The company’s ad spending forecast reveals that Meta is projected to reach US$243.46bn in net worldwide ad revenues, while Google will reach US$239.45bn.
This is an increase of nearly US$50bn from 2025 for Meta, with the company reaching US$196.17bn for the year, compared to Google’s US$215.06bn.
Meta’s usurping of Google comes as the company sees “unprecedented” growth for a company of its size, says Emarketer, with the company’s worldwide growth rate predicted to be 24.1% in 2026, compared to 22.1% in 2025.
Max Willens, Principle Analyst at Emarketer, says: “In surpassing Google, Meta has essentially had many of its core strategies validated.
“Meta has long understood that scale, network effects and habits are more important than anything else in digital media.

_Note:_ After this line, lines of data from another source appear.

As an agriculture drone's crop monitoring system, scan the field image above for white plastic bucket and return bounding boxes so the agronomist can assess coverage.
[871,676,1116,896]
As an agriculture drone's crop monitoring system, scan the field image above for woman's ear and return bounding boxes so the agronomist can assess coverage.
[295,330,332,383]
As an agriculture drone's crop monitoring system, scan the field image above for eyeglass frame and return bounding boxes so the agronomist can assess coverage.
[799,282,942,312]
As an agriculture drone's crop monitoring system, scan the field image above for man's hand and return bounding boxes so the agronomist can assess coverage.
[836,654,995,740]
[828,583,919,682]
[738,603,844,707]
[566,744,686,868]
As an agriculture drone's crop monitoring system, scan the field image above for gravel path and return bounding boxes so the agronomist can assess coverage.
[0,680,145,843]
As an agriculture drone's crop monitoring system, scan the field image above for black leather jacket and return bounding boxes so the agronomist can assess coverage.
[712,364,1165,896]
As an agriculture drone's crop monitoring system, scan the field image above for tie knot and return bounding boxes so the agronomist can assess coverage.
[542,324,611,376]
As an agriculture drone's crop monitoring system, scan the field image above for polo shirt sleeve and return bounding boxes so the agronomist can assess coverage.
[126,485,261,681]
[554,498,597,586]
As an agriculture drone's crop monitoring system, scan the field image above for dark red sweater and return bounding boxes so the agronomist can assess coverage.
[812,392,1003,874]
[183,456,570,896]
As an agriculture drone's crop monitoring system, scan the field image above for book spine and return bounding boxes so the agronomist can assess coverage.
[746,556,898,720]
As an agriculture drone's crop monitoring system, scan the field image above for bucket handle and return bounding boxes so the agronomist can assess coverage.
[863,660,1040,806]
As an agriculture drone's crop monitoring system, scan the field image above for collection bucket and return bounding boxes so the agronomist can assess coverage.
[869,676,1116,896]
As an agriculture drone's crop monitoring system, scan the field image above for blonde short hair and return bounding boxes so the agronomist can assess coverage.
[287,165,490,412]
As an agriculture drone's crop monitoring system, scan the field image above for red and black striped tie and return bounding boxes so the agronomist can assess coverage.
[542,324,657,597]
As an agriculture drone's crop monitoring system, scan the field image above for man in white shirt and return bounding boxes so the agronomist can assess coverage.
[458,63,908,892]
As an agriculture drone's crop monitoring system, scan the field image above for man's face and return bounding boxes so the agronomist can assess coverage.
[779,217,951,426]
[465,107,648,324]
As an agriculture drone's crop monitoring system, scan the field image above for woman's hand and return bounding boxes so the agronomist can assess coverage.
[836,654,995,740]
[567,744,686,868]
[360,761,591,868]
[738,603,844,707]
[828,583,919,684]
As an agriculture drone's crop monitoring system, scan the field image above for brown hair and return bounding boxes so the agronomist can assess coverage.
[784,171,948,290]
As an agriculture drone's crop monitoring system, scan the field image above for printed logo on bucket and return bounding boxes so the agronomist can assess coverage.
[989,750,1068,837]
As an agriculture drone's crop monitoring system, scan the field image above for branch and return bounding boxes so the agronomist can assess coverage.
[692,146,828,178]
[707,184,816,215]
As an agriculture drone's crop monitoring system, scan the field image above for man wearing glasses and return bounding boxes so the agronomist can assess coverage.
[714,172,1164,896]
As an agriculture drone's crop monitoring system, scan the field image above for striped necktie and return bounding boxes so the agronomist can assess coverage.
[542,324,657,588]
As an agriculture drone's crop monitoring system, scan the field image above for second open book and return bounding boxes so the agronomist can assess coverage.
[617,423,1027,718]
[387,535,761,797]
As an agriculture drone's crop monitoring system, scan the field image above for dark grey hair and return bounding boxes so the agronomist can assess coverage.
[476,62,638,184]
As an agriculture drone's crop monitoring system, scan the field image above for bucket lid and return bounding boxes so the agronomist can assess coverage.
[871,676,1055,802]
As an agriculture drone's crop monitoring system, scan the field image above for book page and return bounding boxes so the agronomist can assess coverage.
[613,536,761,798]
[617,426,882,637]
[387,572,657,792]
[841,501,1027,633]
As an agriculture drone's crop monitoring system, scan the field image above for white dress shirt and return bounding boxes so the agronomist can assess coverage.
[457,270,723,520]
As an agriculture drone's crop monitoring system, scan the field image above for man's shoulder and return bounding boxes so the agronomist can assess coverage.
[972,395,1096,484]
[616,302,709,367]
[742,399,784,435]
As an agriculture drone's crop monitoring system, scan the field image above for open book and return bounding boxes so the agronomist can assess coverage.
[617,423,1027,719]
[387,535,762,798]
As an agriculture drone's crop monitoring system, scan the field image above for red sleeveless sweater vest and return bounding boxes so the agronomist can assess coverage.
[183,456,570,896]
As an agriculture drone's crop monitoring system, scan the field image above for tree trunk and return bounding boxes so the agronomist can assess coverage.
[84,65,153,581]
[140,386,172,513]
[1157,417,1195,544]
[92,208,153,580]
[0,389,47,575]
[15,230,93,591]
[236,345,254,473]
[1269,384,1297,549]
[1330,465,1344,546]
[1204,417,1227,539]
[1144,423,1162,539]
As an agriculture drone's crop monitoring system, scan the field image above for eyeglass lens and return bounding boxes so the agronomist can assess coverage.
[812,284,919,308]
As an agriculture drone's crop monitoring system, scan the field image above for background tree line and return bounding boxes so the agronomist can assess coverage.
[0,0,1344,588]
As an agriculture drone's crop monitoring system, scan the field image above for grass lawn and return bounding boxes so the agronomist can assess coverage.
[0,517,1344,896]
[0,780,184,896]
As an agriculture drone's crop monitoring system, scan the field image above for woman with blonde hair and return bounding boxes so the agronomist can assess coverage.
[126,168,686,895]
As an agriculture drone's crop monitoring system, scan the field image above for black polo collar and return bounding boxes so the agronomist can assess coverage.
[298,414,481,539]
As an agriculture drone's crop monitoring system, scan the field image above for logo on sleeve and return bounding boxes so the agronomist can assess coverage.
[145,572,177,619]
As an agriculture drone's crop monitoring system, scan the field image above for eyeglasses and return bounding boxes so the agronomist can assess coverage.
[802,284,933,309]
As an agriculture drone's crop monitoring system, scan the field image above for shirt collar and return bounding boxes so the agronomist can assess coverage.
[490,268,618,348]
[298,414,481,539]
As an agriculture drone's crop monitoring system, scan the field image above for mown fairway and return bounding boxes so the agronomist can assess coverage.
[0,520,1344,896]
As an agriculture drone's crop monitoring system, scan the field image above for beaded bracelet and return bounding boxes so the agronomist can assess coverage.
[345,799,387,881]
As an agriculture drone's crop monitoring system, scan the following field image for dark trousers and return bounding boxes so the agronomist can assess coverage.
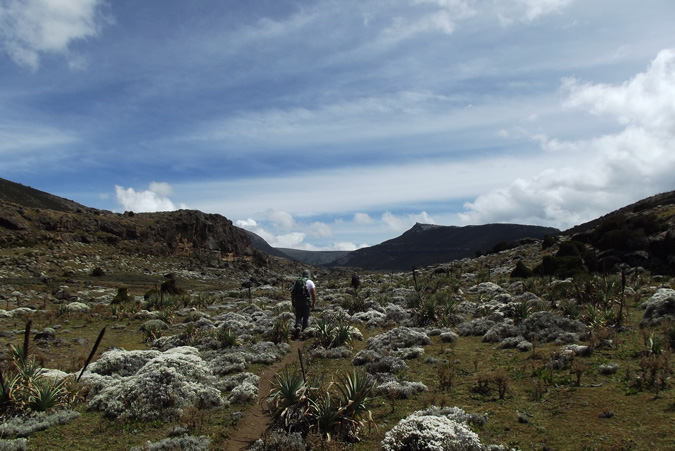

It has carefully built and defended the advantages it has in all three areas.”
Meta’s advertising growth
In January, Meta CEO Mark Zuckerberg shared that ads will be “by far, the most important driver of growth in our business,” over the next couple years – with the company’s ad revenue increasing 24% year-over-year to US$58.1bn in the fourth quarter of 2025.
This growth follows the introduction of new ad formats on WhatsApp, increasing monetisation on Instagram Reels – with Reels now accounting for more than half of time spent on the app – and updates to the company’s Partnership Ads Hub, to better help brands target and convert organic content into paid partnership ads.
Meta has also been implementing AI more significantly in its advertising business, with the Wall Street Journal reporting that the company is aiming to make it possible for brands to fully create and target ads using AI by the end of 2026.
These efforts are largely focused through Meta Advantage+, which can automate e-commerce campaigns, enhance ad creative and automatically distribute budgets to the best-performing ad sets.
The company has also developed Andromeda, an AI ad retrieval system – which works by analysing ads in real-time to match them with user’s specific interests, looking at historic engagement to predict which ads will perform best.
Changing user behaviour
Google may be struggling to keep momentum with Meta in terms of ad growth due to shifts in user behaviour.
With more passive behaviours coming into play from an algorithmically-driven social-media model, Meta is able to capture user attention for longer – with Gen Z Instagram users spending an average of 53 minutes per day on the app.
The company’s ad growth is also more limited due to YouTube Premium, says Emarketer, which prevents a significant portion of users from being advertised to on the platform.
“Google has plenty of levers it can pull to try to speed up growth,” says Max. “But the diversity of its business – it generates billions of dollars in subscriber revenues from YouTube Premium, for example – may make it harder for it to leapfrog past Meta in terms of digital ad revenues.”